Definition: Real Cost - Explained

Normally when one mentions 'Real or True Cost' within a purchasing context it refers to a concept that attempts to get at an actual or underlying cost of something. More clearly, it is all the resources, including labor and materials, that are used to create a product or service up to the point of sale. Such is the perspective of a business.

But looking through consumer eyes, it could mean quite another entirely. The real cost of a car, could mean not only the sticker price including tax, but other costs such as depreciation, insurance, maintenance and repairs, even gas, oil and licensing fees in the years ahead. Examples are everywhere. Smart & phones & mobile devices and their stipulated plans and data packages; home ownership, and everything that goes with it; the real cost of living, that for having a baby, and the list goes on and on.
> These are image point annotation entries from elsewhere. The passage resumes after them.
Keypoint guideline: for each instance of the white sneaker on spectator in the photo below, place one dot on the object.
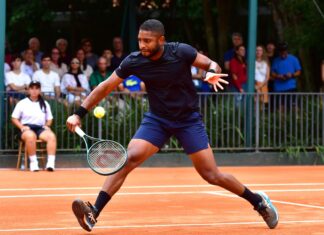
(34, 166)
(50, 165)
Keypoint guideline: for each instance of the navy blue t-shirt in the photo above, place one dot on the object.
(168, 80)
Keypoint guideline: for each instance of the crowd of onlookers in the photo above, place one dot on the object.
(64, 76)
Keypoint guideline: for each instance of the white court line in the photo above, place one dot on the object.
(277, 201)
(222, 192)
(157, 186)
(162, 226)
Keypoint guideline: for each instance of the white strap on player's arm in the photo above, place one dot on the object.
(79, 131)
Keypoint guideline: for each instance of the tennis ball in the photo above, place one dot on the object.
(99, 112)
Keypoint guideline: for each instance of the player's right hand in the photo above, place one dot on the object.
(72, 122)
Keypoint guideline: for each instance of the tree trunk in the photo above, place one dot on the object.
(209, 29)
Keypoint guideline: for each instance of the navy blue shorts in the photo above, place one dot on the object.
(190, 132)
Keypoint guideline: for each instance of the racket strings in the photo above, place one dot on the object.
(106, 157)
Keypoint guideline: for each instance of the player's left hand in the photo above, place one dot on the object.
(216, 79)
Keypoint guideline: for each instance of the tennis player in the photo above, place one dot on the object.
(165, 69)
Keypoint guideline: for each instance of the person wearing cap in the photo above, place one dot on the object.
(285, 70)
(33, 117)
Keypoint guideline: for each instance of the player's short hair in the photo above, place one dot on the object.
(153, 26)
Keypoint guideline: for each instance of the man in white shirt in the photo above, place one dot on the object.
(16, 81)
(50, 80)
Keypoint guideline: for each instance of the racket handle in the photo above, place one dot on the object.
(79, 131)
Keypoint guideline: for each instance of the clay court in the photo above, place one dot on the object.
(162, 201)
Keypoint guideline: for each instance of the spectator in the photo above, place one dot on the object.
(7, 68)
(238, 69)
(237, 40)
(91, 58)
(49, 80)
(271, 51)
(34, 45)
(16, 81)
(84, 66)
(62, 45)
(101, 74)
(262, 74)
(108, 55)
(118, 53)
(29, 66)
(132, 84)
(285, 70)
(57, 65)
(33, 117)
(74, 83)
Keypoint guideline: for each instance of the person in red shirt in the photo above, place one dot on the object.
(238, 69)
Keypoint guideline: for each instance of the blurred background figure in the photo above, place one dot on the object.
(262, 74)
(33, 117)
(34, 45)
(62, 46)
(75, 85)
(56, 63)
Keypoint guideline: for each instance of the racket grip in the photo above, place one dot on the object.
(79, 131)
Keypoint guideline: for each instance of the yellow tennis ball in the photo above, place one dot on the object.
(99, 112)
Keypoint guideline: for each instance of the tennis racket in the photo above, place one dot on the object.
(105, 157)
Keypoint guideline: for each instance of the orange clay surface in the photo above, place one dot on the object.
(162, 201)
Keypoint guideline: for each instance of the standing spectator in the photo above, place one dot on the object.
(107, 53)
(285, 70)
(16, 81)
(49, 80)
(74, 83)
(101, 74)
(34, 45)
(238, 69)
(262, 74)
(91, 58)
(29, 66)
(7, 68)
(33, 117)
(57, 65)
(118, 53)
(84, 66)
(62, 45)
(237, 40)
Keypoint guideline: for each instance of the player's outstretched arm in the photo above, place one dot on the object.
(213, 75)
(100, 92)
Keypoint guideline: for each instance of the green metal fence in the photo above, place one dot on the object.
(234, 122)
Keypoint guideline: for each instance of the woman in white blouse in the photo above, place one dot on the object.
(33, 117)
(75, 84)
(262, 74)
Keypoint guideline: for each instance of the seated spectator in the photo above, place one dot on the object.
(33, 117)
(34, 45)
(6, 68)
(49, 80)
(84, 66)
(107, 53)
(262, 74)
(29, 66)
(16, 81)
(62, 45)
(57, 65)
(75, 84)
(101, 74)
(91, 58)
(132, 84)
(285, 70)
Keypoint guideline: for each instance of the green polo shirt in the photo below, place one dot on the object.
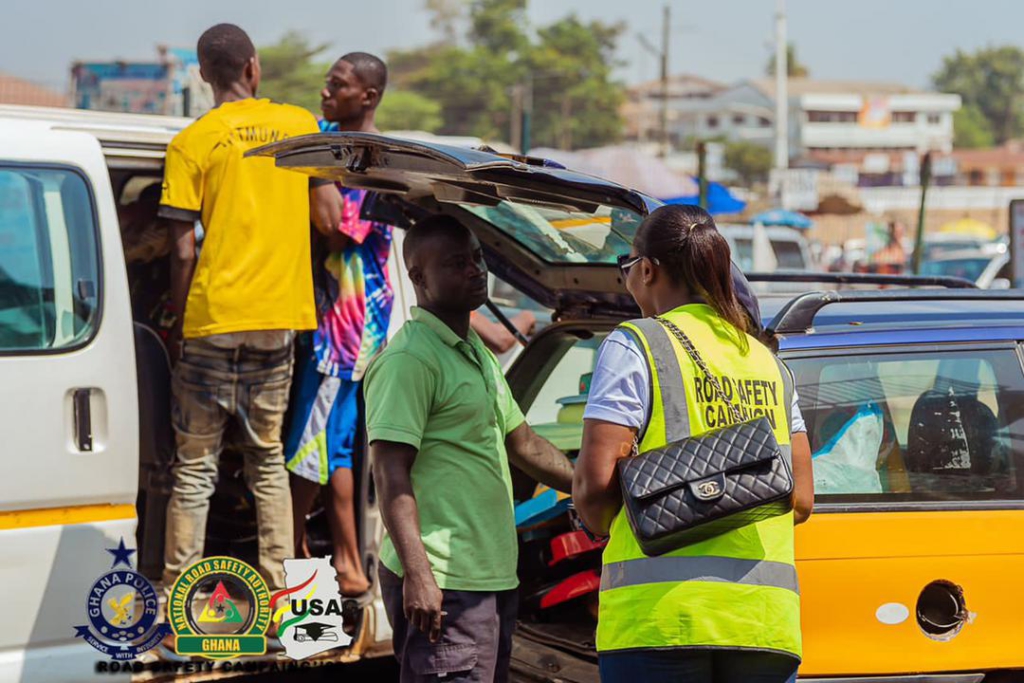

It is a concept not to be taken lightly when hidden charges and sudden fee increases seem to abound. For example, the state of monthly banking fees.


Before making a buy, especially for products and services never before bought, or those rarely purchased, do some research to find the costs involved with procuring, enjoying the use or service of, and any maintenance that might be involved. Making mention here not only of expected fees and charges that are likely to occur, but those to which the seller are bound to provide explicit time durations/intervals at which prices may change or increase, if this is in fact known.

Doing your best to uncover unsuspected costs and holding the seller to them will probably make you glad you did in the future. So it might be best to keep a reference with names and dates.